Re: [ceph-users] SSDs: cache pool/tier versus node-local block cache

Christian Balzer Thu, 17 Apr 2014 19:29:25 -0700

On Fri, 18 Apr 2014 11:34:15 +1000 Blair Bethwaite wrote:

> > Message: 20
> > Date: Thu, 17 Apr 2014 17:45:39 +0900
> > From: Christian Balzer <ch...@gol.com>
> > To: "ceph-users@lists.ceph.com" <ceph-users@lists.ceph.com>
> > Subject: Re: [ceph-users] SSDs: cache pool/tier versus node-local
> >         block cache
> > Message-ID: <20140417174539.6c713...@batzmaru.gol.ad.jp>
> > Content-Type: text/plain; charset=US-ASCII
> >
> > On Thu, 17 Apr 2014 12:58:55 +1000 Blair Bethwaite wrote:
> >
> > > Hi Kyle,
> > >
> > > Thanks for the response. Further comments/queries...
> > >
> > > > Message: 42
> > > > Date: Wed, 16 Apr 2014 06:53:41 -0700
> > > > From: Kyle Bader <kyle.ba...@gmail.com>
> > > > Cc: ceph-users <ceph-users@lists.ceph.com>
> > > > Subject: Re: [ceph-users] SSDs: cache pool/tier versus node-local
> > > >         block cache
> > > > Message-ID:
> > > >         <CAFMfnwpr73UFYzGWxJ7AScnhq4BCa5gZRYgRx-DLar4uS=
> > > i...@mail.gmail.com>
> > > > Content-Type: text/plain; charset=UTF-8
> > > >
> > > > >> Obviously the ssds could be used as journal devices, but I'm not
> > > > >> really convinced whether this is worthwhile when all nodes have
> > > > >> 1GB of
> > > hardware
> > > > >> writeback cache (writes to journal and data areas on the same
> > > > >> spindle
> > > have
> > > > >> time to coalesce in the cache and minimise seek time hurt). Any
> > > > >> advice
> > > on
> > > > >> this?
> > > >
> > > > All writes need to be written to the journal before being written
> > > > to the data volume so it's going to impact your overall throughput
> > > > and cause seeking, a hardware cache will only help with the later
> > > > (unless you use btrfs).
> > >
> >
> > Indeed.
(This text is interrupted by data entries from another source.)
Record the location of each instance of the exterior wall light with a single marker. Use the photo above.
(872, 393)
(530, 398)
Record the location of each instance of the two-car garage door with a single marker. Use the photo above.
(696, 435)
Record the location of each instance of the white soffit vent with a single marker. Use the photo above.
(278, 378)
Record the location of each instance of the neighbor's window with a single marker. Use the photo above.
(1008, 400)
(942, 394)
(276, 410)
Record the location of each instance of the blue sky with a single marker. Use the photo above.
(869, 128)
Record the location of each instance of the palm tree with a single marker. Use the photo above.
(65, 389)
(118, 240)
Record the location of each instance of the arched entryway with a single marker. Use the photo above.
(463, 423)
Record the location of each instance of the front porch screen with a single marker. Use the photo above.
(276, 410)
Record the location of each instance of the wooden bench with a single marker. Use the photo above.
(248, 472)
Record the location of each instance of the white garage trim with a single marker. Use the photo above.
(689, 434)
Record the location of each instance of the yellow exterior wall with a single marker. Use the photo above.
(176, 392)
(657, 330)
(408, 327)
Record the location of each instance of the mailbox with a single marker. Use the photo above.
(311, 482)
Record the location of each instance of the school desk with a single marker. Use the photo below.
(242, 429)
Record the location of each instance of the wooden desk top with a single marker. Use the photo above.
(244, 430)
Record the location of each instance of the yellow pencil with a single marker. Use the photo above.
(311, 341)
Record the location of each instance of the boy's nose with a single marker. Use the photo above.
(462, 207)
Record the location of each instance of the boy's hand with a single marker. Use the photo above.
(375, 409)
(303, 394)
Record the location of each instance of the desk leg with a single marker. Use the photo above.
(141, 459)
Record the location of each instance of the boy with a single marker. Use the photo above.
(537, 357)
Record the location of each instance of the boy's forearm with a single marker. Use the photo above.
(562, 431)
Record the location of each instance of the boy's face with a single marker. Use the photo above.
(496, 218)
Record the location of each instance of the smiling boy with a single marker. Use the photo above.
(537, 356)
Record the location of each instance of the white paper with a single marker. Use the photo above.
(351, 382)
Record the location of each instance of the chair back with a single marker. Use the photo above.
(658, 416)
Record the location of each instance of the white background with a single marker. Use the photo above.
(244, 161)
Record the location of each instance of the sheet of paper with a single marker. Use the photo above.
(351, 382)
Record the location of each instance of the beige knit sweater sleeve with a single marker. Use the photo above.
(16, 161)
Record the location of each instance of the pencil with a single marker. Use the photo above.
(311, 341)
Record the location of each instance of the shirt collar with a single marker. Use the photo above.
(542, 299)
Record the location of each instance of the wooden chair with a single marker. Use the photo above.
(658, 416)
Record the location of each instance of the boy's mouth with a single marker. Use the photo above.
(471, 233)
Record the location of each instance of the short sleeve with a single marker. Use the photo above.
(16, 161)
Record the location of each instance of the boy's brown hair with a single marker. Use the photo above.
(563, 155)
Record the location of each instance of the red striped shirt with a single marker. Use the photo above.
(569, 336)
Also a 1GB cache having to serve 12 spindles isn't as
> > impressive anymore when it comes down to per disk cache (assuming more
> > or less uniform activity).
> > That hardware cache also will be used for reads (I've seen controllers
> > that allow you to influence the read/write cache usage ratio, but none
> > where you could disable caching reads right away).
> >
> > Which leads me to another point, your journal SSDs will be hanging of
> > that same controller as the OSD HDDs.
> > Meaning that they will compete for hardware cache space that would be
> > much better used for the HDDs (again, I'm unaware of any controller
> > that allows to disable caching for individual disks).
> >
> > That's why for my current first production cluster as well as any
> > future ones am planning to separate the SSDs from the OSDs whenever
> > possible.
> 
> So the PERC 710p, whilst not having the native JBOD mode of the
> underlying LSI 2208 chipset, does allow per- virtual-disk cache and
> read-ahead mode settings. It also does support "Cut-Through IO" (CTIO),
> apparently enabled when the virtual-disk is set to no read-ahead and
> write-through caching. So my draft plan is that for our hardware we'll
> have 12x single-RAID0 virtual-disks, the 3 ssds will be set for CTIO.
> 
Ah, I've seen similar stuff with LSI 2108s, but not the CTIO bit.
What tends to be annoying about these single drive RAID0 virtual disks is
that the real drive is shielded from the OS. And with a cluster of your
size SMART data can and will be immensely helpful.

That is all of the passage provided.